ORF-Reporter Christian Wehrschütz berichtet derzeit von der serbisch-ungarischen Grenze, dem Nadelöhr auf der Balkanroute nach Europa.

ÖSTERREICH: Die nächste Flüchtlingswelle rollt bereits...

Christian Wehrschütz: 240.000 haben seit Jahresbeginn die sogenannte Balkan-Route in Richtung EU-Staaten passiert. 74 Prozent davon waren Syrer. Am Anfang kamen größtenteils junge Männer, jetzt immer mehr Familien. Wir müssen uns auf eine sehr lange Flüchtlingsbewegung einstellen.

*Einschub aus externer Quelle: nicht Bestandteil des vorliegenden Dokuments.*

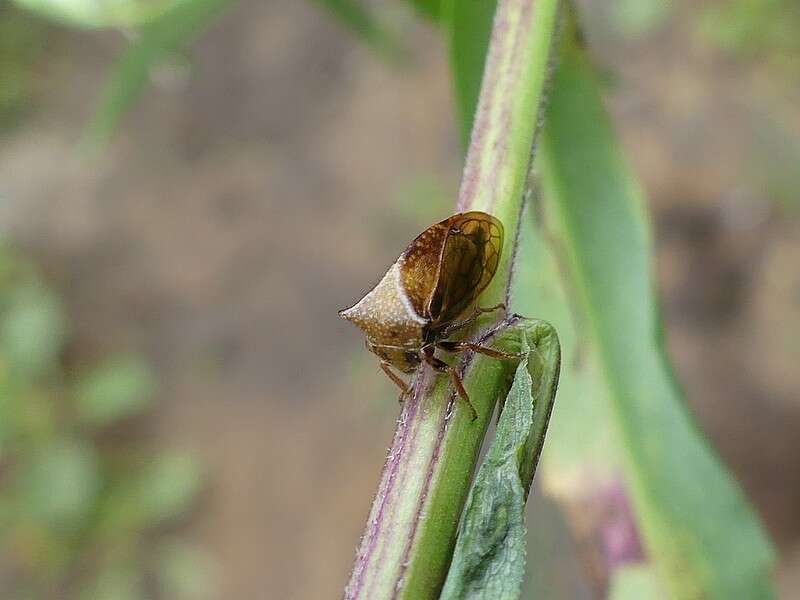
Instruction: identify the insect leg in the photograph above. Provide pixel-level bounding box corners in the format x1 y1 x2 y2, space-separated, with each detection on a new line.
421 350 478 421
441 303 507 337
478 302 507 314
379 361 410 403
437 339 524 360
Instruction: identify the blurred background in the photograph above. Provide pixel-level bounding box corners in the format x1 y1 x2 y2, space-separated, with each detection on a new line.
0 0 799 598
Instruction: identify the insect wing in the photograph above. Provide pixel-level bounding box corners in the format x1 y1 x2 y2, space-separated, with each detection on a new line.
428 212 503 326
397 219 450 318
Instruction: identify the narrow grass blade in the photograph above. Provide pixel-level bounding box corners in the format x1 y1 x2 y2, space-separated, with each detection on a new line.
313 0 402 60
443 0 497 148
85 0 231 149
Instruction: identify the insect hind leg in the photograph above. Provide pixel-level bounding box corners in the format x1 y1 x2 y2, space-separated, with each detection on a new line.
436 339 524 360
441 303 507 337
421 350 478 421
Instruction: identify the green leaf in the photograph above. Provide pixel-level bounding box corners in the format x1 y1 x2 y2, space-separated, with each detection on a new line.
441 321 560 600
406 0 440 21
0 4 48 127
86 0 231 148
19 438 100 531
528 33 776 598
74 355 155 427
0 283 66 378
81 566 145 600
609 565 664 600
99 450 203 536
312 0 401 60
442 360 530 600
157 539 217 600
139 450 203 522
697 0 800 58
12 0 181 29
515 206 621 499
443 0 497 148
609 0 671 37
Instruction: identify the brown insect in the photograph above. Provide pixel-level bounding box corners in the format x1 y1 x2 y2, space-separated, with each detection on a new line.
339 211 519 420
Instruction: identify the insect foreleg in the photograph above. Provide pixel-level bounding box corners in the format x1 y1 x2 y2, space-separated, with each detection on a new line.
379 361 410 403
477 302 507 314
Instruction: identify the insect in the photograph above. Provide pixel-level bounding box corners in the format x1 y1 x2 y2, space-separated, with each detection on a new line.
339 211 520 420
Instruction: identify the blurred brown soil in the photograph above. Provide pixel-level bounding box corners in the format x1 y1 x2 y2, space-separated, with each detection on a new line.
1 0 799 597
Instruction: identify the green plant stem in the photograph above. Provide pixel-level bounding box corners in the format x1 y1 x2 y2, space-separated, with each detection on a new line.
344 1 561 599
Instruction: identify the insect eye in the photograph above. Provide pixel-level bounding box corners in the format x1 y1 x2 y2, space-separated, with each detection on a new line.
405 351 419 364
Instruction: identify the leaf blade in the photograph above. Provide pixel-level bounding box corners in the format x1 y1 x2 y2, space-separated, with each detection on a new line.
444 0 497 148
406 0 441 22
533 35 776 598
312 0 402 60
86 0 231 148
441 319 560 600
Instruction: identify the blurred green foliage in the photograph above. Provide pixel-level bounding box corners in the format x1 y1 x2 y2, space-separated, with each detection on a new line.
7 0 232 147
0 4 48 129
85 0 230 147
445 0 497 149
407 0 439 21
12 0 181 28
0 245 211 600
699 0 800 73
73 356 154 429
312 0 402 59
8 0 404 146
6 0 796 149
607 0 671 37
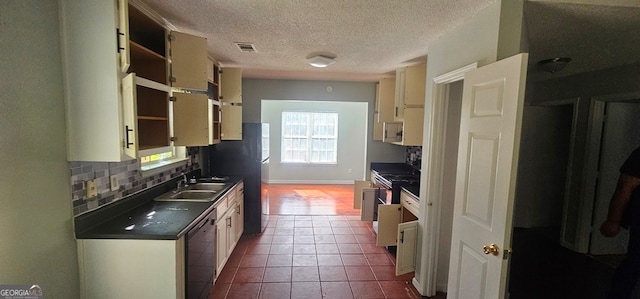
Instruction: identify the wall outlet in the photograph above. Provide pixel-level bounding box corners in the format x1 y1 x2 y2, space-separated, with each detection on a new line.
110 175 120 192
86 179 98 198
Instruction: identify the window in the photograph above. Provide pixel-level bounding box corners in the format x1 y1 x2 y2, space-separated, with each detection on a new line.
140 146 187 174
281 111 338 163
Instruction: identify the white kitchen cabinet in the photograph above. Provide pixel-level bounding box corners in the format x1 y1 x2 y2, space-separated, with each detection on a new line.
383 63 426 146
394 63 426 120
61 0 209 161
77 238 185 299
207 58 222 144
375 190 419 275
353 180 374 209
361 188 377 221
172 92 212 146
220 68 243 140
396 220 418 275
214 182 244 278
233 182 245 241
377 204 402 246
215 210 229 276
373 78 396 141
60 0 132 161
169 32 208 91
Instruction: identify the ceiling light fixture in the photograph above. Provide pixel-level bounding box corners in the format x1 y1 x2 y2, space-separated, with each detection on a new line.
538 57 571 73
307 55 336 68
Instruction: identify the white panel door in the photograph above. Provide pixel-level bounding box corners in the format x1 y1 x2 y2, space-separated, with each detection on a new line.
447 53 528 299
590 101 640 254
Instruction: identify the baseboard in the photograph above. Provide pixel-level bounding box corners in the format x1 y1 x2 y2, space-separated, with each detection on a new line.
266 180 355 185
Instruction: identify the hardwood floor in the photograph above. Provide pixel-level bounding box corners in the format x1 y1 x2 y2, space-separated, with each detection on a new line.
208 184 443 299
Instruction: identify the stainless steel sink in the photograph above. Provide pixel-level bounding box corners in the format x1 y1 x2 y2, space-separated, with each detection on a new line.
187 182 228 192
154 190 217 202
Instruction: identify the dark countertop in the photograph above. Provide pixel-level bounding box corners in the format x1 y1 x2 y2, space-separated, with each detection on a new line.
401 184 420 199
75 175 241 240
370 162 420 175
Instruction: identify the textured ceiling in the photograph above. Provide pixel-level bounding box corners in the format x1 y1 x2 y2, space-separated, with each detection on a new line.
138 0 640 82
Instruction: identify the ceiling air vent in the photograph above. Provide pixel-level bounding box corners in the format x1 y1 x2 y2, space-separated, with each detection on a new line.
235 42 257 53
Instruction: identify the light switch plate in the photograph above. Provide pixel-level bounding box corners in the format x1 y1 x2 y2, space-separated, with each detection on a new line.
86 179 98 198
110 175 120 192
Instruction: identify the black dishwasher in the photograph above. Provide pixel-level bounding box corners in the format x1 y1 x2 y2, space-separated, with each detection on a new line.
186 209 216 299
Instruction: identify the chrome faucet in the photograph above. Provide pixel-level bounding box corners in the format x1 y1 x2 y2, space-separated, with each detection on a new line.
176 173 188 192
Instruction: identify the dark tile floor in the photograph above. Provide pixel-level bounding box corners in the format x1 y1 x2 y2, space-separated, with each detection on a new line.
207 184 440 299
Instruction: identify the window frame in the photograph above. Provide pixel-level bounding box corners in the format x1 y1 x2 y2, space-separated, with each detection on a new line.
281 111 338 164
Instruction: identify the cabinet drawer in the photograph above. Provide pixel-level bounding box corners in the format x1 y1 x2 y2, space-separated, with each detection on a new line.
400 191 419 217
215 196 228 218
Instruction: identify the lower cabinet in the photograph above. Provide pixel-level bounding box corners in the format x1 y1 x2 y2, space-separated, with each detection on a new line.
354 180 376 221
77 238 185 299
376 190 419 276
214 181 244 278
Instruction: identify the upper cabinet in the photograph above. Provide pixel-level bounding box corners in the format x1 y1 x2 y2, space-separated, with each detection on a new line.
394 63 426 120
220 68 243 140
61 0 210 161
60 0 133 161
382 63 426 146
373 78 395 141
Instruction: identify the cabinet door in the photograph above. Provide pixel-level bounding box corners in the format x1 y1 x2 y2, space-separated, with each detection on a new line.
353 181 373 209
215 217 228 276
60 0 126 161
377 204 401 246
397 107 424 146
225 209 237 257
122 73 139 159
117 0 130 72
383 121 403 143
220 68 242 103
373 83 383 141
404 63 426 106
169 31 208 91
373 78 396 141
221 105 243 140
396 220 418 275
233 197 244 243
361 188 376 221
394 69 406 120
173 93 210 146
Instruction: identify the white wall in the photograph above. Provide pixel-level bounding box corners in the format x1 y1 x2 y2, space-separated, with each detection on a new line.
417 0 526 294
0 1 79 297
262 100 368 183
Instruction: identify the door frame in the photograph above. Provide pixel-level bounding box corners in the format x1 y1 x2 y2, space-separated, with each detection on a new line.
578 91 640 253
526 98 580 251
415 62 477 295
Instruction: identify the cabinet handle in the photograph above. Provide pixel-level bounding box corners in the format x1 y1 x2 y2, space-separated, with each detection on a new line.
400 231 404 243
237 205 241 214
227 217 232 227
125 125 134 148
395 107 398 117
116 28 125 52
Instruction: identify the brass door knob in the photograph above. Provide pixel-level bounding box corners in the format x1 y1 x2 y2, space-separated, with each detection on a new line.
483 243 500 256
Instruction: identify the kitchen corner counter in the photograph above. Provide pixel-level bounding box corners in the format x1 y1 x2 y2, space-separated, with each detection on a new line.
401 184 420 199
75 176 242 240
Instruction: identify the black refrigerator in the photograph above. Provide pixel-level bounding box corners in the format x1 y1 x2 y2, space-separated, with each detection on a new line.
206 123 269 235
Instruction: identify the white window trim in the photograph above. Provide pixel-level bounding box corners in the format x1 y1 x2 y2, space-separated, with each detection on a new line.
281 111 338 164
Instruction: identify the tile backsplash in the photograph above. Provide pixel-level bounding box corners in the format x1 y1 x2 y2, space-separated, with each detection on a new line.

ÖSTERREICH: Gibt es Zahlen?

Wehrschütz: Genau kann das niemand mehr sagen, 
da sich die wenigsten Flüchtlinge auf der Balkanroute registrieren lassen. Sie wollen nach Deutschland, Skandinavien., In den beiden Camps an der ungarisch-serbischen Grenze sind derzeit rund 1.000 Leute. Da herrscht aber sogenannter Schichtbetrieb, täglich kommen 3.000 Neue – viele bleiben nur wenige Stunden, ruhen sich aus, schlafen eine Nacht in den Camps und fahren sofort weiter. Was mit diesen Massen geschehen wird, sollte der ungarische Grenzzaun fertig sein, wage ich mir nicht vorzustellen. An der griechisch-mazedonischen Grenze sind zuletzt binnen 24 Stunden 7.000 angekommen. Das ist neuer Rekord.

ÖSTERREICH: Die UN spricht von rund 200.000 Menschen, die unterwegs sein sollen.

Wehrschütz: Die Flüchtlinge kommen stets in Wellen. Wie groß diese sind, hängt letztlich von den Schleppern in der ­Türkei ab. 30.000 sind aktuell auf den griechischen Inseln, 20.000 davon allein auf der Insel Lesbos. Die wollen weiter. Tatsache ist, dass derzeit die ­syrische Mittelschicht in Richtung Europa strömt: Tischler, Fleischhauer, Maurer, Arbeiter. Es mag zynisch klingen, aber es wäre günstiger, würde man die Flüchtlinge in der Türkei abholen und per Flugzeug in die EU bringen.